Both are concerned that the need for understanding could result in too much explaining, with the potential end-result being, as Gaddis said, that "people won't use this tool."
For most developers, the predictable approach is: Keep it Simple Stupid.
"I find that users don't want to have to understand every detail of what's going on," said Hadi Partovi, group program manager for Microsoft's Internet Explorer team. "If you have a Ph.D, you can understand the spec. But for the average user, just seeing a dialog box can threaten and scare them."
"As a user, I need to communicate with my browser," said Lorrie Faith Cranor, a researcher at AT&T Labs, who is co-chair of the Web Consortium's P3P Interest Group. "[But] I should be able to do it quickly and easily and shouldn't have to have a degree in computer science.

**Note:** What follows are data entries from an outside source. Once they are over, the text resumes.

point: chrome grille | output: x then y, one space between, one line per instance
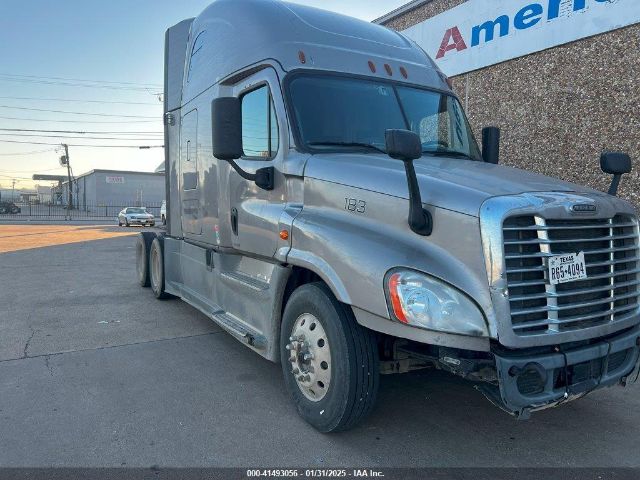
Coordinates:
610 293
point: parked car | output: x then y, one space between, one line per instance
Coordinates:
163 212
136 216
343 222
9 207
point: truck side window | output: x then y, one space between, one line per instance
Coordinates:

Coming up with a GUI that lets me do that is certainly a challenge."
Instead of supplying a fully trained rule set, Netscape's Gaddis said that simple questions provided at the time of an information request might be easier on users.
But if P3P is stripped down and not prepared for multiple proposals across multiple site scenarios, there is also a potential trust issue, as consumers might sense that their software is not in control -- yet another conundrum for developers.
As Gaddis notes, if implementations are too conservative in their interface, then people may not bother with P3P at all.
That's why for some, the answer is to ease P3P in over several generations. Keep first versions simple, and once users become more familiar with its powers, introduce more sophisticated negotiating abilities.
But still others, including AT&T's Cranor, envision prepackaged privacy preferences supplied by third parties the user inherently might trust, such as the Center for Democracy & Technology, or the Better Business Bureau Online.
Such organizations could offer a preference package in line with their political and philosophical beliefs. Such packages would then take care of the details for users. Click to download and install them, and the user feels secure that the organization, as represented by a set of preferences, is watching out for them.
"My ideal world is I get these prepackaged configurations then go into my browsers and change the nitty-gritty," Cranor said.
If and when all this is worked in this or future generations of P3P, there may be a lot more riding on the protocol than even the sensitive issue of privacy.
"P3P is sort of the lightning rod that's leading us into this communicating agent technology," Intermind's Reed said. Not the mobile agents once envisioned by companies like General Magic, rather a stationary, yet equally intelligent agent. "It's going to spur enormous growth in that market.... I always feel like this is going to be 'the next Web,'" he said.
The Web Consortium expects to issue a final set of P3P recommendations in October.